Containern: Studierende klagen gegen Strafbarkeit

Lebensmittel liegen in einer Mülltonne.

Containern: Studierende klagen gegen Strafbarkeit

Von Matthis Jungblut

  • Studierende mit Verfassungsbeschwerde
  • Containern soll kein Diebstahl sein
  • Politik ist gegen eine Legalisierung

Es ist eine Nacht im Juni 2018. Die Studierenden Caro und Franzi sind auf dem Parkplatz einer Supermarktkette. Sie durchsuchen die großen Müllcontainer nach Essbarem. Kiloweise Obst, Gemüse und Schokolade liegen verpackt in den Müll-Eimern. Die Studentinnen stopfen die Sachen in ihren Rucksack. "Containern" nennt man das Ganze.

Verurteilt wegen Diebstahls

Dann kommt die Polizei, die beiden werden festgenommen. Häufig wird in solchen Fällen das Verfahren eingestellt – wegen Geringfügigkeit. Doch nicht bei dem Fall aus München. Das Amtsgericht Fürstenfeldbruck verurteilte die beiden wegen Diebstahls zu einer Geldstrafe und zu acht Sozialstunden auf Bewährung. Der Bayrische Oberste Gerichtshof bestätigte später das Urteil.

Containern - Verfassungsklage eingereicht

WDR Studios NRW 08.11.2019 00:31 Min. Verfügbar bis 15.11.2019 WDR Online

Forderung: Keine strafrechtliche Verfolgung des Containerns

Am Freitag (08.11.2019) haben die Studierenden eine Verfassungsbeschwerde eingereicht. Sie wollen verhindern, dass das so genannte Containern weiterhin strafrechtlich verfolgt wird. Denn: Dass weniger Lebensmittel verschwendet werden sollen – darin sind sich alle einig. Laut Bundesregierung landen zwölf Millionen Tonnen Lebensmittel jedes Jahr im Müll und vieles davon kommt weg, obwohl es noch essbar ist.

Das Problem beim Containern: Wann ist es Diebstahl und wann nicht? In dem Fall der Münchener Studierenden wurde der Container aufgebrochen, zudem stand der Müll-Wagen auf dem abgesperrten Gelände des Supermarktes. Das wurde vom Gericht als Diebstahl bewertet.

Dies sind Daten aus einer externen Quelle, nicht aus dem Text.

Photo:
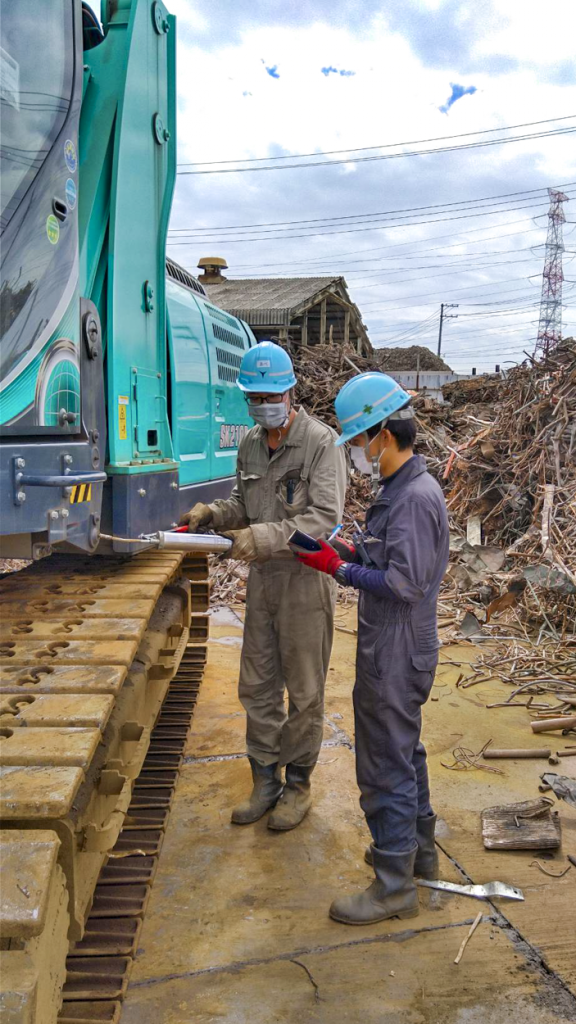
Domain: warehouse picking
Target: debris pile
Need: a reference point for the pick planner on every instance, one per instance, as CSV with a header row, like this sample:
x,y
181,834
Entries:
x,y
510,482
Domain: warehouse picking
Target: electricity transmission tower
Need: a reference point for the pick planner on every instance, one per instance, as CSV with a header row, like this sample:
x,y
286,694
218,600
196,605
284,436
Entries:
x,y
549,325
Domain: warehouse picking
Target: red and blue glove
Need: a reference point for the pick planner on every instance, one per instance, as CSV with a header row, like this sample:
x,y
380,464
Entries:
x,y
325,560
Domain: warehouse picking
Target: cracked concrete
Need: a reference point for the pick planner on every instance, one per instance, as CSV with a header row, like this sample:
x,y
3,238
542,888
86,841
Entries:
x,y
237,928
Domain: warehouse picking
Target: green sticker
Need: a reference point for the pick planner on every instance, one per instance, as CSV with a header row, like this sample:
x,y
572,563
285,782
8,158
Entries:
x,y
52,229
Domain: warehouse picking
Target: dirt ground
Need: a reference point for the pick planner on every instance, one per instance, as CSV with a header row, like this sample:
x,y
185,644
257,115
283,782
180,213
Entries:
x,y
237,928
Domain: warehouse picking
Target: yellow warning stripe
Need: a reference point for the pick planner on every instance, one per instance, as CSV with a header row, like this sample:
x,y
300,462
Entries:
x,y
81,493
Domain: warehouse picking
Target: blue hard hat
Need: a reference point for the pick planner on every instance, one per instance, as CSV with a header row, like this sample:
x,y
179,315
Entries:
x,y
366,399
266,368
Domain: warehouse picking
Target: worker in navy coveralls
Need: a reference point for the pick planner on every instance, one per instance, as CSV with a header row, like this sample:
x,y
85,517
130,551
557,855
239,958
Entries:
x,y
398,565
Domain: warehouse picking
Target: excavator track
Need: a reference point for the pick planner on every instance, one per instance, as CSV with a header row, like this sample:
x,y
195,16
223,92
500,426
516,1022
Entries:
x,y
100,662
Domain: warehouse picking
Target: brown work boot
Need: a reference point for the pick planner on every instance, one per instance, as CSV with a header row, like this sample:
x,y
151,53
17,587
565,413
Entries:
x,y
295,801
265,792
426,864
393,893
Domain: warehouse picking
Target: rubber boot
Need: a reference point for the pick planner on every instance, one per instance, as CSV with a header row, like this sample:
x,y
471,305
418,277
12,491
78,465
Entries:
x,y
426,864
393,893
266,788
295,801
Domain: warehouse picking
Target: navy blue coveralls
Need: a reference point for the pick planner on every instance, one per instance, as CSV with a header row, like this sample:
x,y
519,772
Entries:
x,y
407,538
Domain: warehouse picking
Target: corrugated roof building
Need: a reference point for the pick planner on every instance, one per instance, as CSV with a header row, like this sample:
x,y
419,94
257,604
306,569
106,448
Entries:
x,y
302,310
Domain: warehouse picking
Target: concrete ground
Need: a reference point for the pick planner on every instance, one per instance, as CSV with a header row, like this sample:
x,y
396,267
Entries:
x,y
237,929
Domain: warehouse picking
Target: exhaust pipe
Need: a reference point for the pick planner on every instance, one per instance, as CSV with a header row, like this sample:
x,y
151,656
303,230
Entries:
x,y
203,543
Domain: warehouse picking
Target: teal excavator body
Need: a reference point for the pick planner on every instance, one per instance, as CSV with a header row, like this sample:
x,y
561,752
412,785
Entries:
x,y
118,401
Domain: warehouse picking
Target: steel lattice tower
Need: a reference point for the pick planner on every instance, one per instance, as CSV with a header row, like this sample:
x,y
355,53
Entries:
x,y
549,325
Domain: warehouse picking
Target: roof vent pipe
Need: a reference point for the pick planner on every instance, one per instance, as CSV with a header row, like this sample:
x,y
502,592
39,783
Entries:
x,y
212,267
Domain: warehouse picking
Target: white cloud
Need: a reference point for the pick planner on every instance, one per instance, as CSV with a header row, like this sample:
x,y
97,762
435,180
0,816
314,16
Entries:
x,y
231,109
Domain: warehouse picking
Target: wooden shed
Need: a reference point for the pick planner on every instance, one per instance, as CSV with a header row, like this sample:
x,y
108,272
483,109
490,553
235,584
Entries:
x,y
302,310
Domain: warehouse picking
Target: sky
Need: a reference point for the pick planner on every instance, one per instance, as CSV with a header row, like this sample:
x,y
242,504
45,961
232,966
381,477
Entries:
x,y
286,78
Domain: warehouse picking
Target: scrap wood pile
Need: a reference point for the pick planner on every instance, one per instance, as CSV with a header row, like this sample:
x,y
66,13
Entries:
x,y
510,479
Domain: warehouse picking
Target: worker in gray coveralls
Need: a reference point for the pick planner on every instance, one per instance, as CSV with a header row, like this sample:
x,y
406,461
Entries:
x,y
398,565
289,476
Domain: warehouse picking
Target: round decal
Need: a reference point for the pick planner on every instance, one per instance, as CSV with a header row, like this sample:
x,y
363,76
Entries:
x,y
70,156
70,194
52,229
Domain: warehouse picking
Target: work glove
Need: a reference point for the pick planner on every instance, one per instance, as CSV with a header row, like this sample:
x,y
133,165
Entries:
x,y
200,515
326,560
244,546
344,550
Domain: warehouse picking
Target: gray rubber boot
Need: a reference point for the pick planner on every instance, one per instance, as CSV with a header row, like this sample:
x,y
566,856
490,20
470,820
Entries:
x,y
426,864
295,801
393,893
265,792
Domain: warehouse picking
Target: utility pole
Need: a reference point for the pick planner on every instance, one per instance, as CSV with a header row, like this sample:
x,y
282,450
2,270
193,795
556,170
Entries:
x,y
549,326
443,316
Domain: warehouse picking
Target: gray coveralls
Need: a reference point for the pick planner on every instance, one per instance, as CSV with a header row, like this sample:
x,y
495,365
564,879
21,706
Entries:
x,y
289,607
407,536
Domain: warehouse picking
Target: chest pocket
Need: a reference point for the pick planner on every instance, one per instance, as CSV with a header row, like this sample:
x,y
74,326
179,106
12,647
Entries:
x,y
292,494
252,493
376,525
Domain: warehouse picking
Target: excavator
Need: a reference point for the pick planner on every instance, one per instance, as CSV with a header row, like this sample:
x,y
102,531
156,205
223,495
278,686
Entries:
x,y
118,411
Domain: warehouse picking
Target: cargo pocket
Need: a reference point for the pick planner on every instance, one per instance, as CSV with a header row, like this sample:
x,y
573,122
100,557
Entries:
x,y
421,682
425,663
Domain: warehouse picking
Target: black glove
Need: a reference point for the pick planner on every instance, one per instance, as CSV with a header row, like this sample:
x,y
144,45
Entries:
x,y
346,551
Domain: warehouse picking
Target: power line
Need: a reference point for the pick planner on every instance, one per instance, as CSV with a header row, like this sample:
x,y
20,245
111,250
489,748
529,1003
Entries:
x,y
354,216
383,145
383,225
402,245
392,156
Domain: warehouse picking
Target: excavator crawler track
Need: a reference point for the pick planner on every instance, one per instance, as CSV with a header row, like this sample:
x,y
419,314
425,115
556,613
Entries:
x,y
100,662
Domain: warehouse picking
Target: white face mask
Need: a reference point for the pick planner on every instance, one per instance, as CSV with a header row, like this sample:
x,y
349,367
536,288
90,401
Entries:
x,y
270,415
361,460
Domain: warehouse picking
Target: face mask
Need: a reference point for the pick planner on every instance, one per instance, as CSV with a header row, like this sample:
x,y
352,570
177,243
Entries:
x,y
270,415
360,460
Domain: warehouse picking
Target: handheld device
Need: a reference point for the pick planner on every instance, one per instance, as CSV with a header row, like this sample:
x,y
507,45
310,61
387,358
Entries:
x,y
302,543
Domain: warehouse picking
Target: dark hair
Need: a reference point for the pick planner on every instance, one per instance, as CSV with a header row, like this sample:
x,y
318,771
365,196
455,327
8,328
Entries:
x,y
403,431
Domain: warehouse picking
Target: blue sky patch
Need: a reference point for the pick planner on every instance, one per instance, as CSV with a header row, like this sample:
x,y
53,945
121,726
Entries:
x,y
335,71
457,92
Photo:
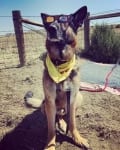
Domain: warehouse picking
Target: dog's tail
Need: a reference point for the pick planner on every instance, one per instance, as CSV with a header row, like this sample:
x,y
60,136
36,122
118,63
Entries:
x,y
30,101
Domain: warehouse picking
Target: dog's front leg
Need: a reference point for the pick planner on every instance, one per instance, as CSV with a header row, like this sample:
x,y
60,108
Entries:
x,y
50,109
75,97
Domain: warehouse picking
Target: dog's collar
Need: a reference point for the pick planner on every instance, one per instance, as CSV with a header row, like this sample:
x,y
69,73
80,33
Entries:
x,y
60,72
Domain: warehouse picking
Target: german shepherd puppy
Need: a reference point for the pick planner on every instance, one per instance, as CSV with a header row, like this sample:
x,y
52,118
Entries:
x,y
61,73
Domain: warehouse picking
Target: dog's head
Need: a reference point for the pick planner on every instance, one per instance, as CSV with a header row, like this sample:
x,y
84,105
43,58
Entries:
x,y
61,33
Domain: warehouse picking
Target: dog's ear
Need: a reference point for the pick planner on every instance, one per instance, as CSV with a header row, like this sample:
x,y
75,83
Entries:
x,y
78,18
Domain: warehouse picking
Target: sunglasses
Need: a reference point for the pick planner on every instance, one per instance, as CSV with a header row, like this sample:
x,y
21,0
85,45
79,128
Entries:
x,y
60,19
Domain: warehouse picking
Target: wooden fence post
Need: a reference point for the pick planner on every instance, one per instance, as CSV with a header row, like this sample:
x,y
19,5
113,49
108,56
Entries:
x,y
19,36
87,32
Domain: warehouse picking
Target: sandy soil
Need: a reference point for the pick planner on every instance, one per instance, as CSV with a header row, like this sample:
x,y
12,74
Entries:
x,y
23,128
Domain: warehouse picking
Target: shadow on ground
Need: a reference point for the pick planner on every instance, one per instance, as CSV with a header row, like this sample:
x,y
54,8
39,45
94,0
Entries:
x,y
30,134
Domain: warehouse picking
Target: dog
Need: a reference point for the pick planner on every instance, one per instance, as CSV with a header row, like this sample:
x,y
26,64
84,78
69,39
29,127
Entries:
x,y
61,74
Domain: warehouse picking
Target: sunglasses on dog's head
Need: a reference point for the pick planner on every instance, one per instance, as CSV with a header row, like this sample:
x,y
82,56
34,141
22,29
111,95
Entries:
x,y
59,18
56,25
75,20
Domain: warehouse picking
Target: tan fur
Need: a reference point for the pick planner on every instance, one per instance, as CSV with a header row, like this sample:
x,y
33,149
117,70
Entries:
x,y
61,45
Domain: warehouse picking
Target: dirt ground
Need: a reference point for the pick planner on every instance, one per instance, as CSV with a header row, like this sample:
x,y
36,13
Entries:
x,y
23,128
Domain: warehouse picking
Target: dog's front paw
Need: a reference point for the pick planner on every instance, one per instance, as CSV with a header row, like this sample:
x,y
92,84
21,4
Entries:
x,y
79,140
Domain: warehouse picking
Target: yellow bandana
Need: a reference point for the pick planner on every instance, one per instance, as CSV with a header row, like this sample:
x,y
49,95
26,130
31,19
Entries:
x,y
61,72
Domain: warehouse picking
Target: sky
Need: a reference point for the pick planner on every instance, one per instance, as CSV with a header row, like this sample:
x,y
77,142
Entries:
x,y
35,7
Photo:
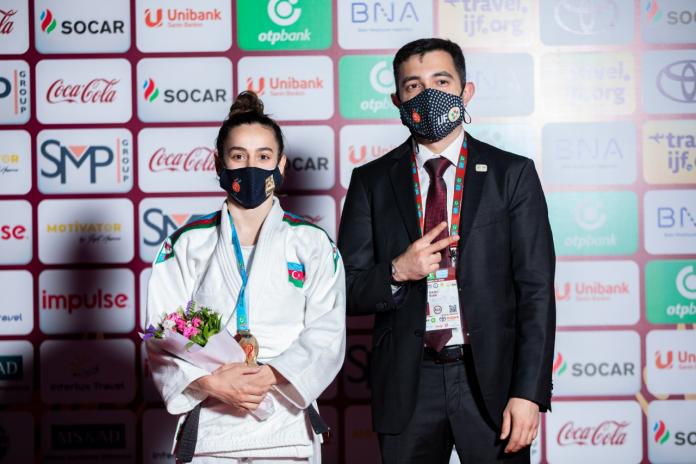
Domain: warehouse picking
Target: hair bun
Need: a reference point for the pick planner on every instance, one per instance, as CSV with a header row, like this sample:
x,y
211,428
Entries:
x,y
246,102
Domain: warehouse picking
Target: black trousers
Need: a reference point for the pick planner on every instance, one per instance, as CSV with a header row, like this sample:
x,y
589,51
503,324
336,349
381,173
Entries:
x,y
449,411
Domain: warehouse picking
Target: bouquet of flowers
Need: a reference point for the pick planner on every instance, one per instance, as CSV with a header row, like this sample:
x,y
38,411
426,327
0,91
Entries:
x,y
196,335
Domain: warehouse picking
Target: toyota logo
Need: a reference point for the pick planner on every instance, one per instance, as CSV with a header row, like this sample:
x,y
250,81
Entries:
x,y
677,81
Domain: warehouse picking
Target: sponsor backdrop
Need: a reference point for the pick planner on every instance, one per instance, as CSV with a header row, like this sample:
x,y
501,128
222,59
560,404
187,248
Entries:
x,y
108,113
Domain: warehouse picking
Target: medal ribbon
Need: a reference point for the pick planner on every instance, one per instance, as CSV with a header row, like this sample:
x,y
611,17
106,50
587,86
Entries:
x,y
241,308
458,193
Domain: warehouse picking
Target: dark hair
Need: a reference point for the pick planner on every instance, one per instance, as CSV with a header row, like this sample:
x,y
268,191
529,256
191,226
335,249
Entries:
x,y
247,108
422,46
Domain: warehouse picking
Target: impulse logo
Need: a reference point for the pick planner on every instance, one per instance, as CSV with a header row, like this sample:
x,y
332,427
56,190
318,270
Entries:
x,y
661,434
151,91
6,23
48,22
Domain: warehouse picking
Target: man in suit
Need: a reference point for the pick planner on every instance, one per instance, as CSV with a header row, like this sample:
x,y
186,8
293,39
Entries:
x,y
414,241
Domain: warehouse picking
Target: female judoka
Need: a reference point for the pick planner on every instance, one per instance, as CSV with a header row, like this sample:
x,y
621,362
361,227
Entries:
x,y
291,281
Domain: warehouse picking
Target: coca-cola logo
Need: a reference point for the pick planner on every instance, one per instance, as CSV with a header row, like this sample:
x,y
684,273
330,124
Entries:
x,y
607,433
6,23
195,160
98,90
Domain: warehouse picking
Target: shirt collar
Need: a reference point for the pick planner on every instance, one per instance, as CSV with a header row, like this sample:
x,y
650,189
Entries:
x,y
451,152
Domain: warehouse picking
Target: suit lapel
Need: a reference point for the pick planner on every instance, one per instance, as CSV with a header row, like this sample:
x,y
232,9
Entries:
x,y
402,183
473,186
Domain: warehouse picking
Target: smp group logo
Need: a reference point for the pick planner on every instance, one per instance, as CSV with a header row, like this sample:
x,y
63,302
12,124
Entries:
x,y
284,24
597,293
382,24
198,26
360,144
177,160
670,292
597,363
310,158
15,162
668,21
83,91
670,362
85,231
672,436
80,435
14,27
317,209
85,161
593,223
87,371
504,84
670,81
81,26
184,89
669,152
292,88
577,22
670,221
365,87
594,431
589,153
488,23
15,232
73,302
589,84
14,92
16,314
160,217
16,371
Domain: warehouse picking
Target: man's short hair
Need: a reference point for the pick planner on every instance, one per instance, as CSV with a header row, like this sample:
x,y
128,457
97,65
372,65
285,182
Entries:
x,y
421,47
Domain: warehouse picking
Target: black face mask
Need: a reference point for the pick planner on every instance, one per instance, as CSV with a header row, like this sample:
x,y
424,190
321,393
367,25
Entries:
x,y
432,114
249,187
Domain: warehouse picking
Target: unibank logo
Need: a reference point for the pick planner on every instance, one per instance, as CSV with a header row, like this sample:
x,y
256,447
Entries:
x,y
48,22
85,161
284,25
184,89
366,83
14,92
594,223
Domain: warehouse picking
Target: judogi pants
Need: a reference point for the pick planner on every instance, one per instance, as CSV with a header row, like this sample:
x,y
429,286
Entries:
x,y
449,411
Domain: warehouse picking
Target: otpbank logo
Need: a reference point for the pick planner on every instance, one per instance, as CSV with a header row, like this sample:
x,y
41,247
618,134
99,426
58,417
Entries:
x,y
594,223
183,26
670,362
670,292
85,161
284,24
293,88
365,85
184,89
672,436
160,217
82,26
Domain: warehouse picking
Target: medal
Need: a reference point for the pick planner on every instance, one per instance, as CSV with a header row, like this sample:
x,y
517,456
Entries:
x,y
250,346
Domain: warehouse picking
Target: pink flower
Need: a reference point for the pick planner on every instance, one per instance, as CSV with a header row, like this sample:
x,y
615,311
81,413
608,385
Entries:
x,y
190,332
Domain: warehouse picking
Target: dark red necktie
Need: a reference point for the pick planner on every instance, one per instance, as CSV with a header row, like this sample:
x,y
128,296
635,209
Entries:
x,y
435,213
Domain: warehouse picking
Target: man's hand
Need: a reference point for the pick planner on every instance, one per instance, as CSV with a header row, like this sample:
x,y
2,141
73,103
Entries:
x,y
523,417
422,257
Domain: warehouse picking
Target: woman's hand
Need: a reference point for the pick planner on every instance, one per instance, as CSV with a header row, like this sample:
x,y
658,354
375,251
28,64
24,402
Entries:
x,y
235,384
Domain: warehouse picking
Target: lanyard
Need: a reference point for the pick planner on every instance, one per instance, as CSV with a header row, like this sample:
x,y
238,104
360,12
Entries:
x,y
241,308
458,190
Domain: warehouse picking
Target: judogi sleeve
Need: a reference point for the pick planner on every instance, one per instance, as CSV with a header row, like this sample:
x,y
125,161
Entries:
x,y
170,286
312,361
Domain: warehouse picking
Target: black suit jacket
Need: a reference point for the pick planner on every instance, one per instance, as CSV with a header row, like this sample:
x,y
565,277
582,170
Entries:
x,y
505,275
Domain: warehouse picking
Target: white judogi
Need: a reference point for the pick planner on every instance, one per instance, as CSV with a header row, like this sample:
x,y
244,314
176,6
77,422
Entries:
x,y
299,324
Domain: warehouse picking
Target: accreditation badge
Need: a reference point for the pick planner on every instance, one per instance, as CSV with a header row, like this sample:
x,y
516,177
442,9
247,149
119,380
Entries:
x,y
443,301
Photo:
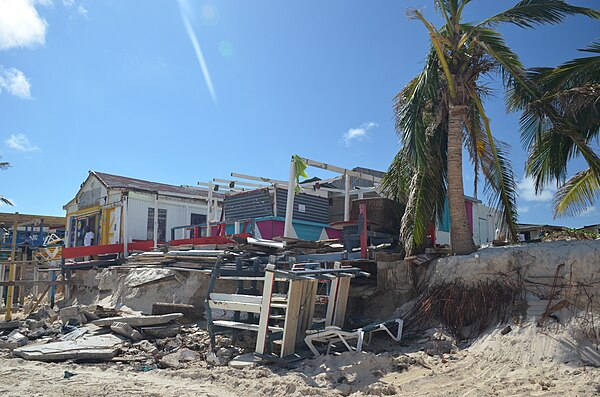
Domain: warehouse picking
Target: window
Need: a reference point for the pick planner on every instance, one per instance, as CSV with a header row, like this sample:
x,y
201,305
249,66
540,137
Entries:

Ist Containern sozialschädlich?

Die Verteidiger sagen hingegen: Der Supermarkt habe sein Eigentum aufgegeben, weil die Lebensmittel ja im Müll lagen und weggeworfen werden sollten. Außerdem habe das Bundesverfassungsgericht mehrfach darauf hingewiesen, dass das Strafrecht eine verfassungsrechtliche Grenze habe. Das Strafrecht solle nur dann eingesetzt werden, wenn etwas nicht nur verboten, sondern auch sozialschädlich ist.

Nach Ansicht der Verteidiger werden aber beim Containern Lebensmittel gerettet, die weggeworfen werden sollen. Das könne nicht sozialschädlich sein. Beobachter des Falls erwarten nicht, dass die Verfassungsbeschwerde Erfolg hat. Ein Urteil wird in einigen Monaten erwartet.

Zu gut für den Müll? Wie wir Essen retten können Quarks 22.10.2019 44:28 Min. UT DGS Verfügbar bis 22.10.2024 WDR

Klöckner ist gegen eine Legalisierung

Wegen dieser Rechtslage werden Stimmen lauter, die Containern legalisieren wollen. Im Sommer hatten die Justizminister der Länder jedoch einen Vorstoß der Hamburger Grünen abgelehnt. Justizsenator Steffen wollte das Containern legalisieren – scheiterte aber am Widerstand der CDU-geführten Bundesländer.

Auch Bundesernährungsministerin Klöckner ist gegen das Legalisieren des Containerns, will aber die Lebensmittelverschwendung verringern. In der europäischen Nachbarschaft ist man da schon weiter: In Frankreich müssen große Supermarktketten zum Beispiel unverkaufte Lebensmittel an Hilfsorganisationen abgegeben.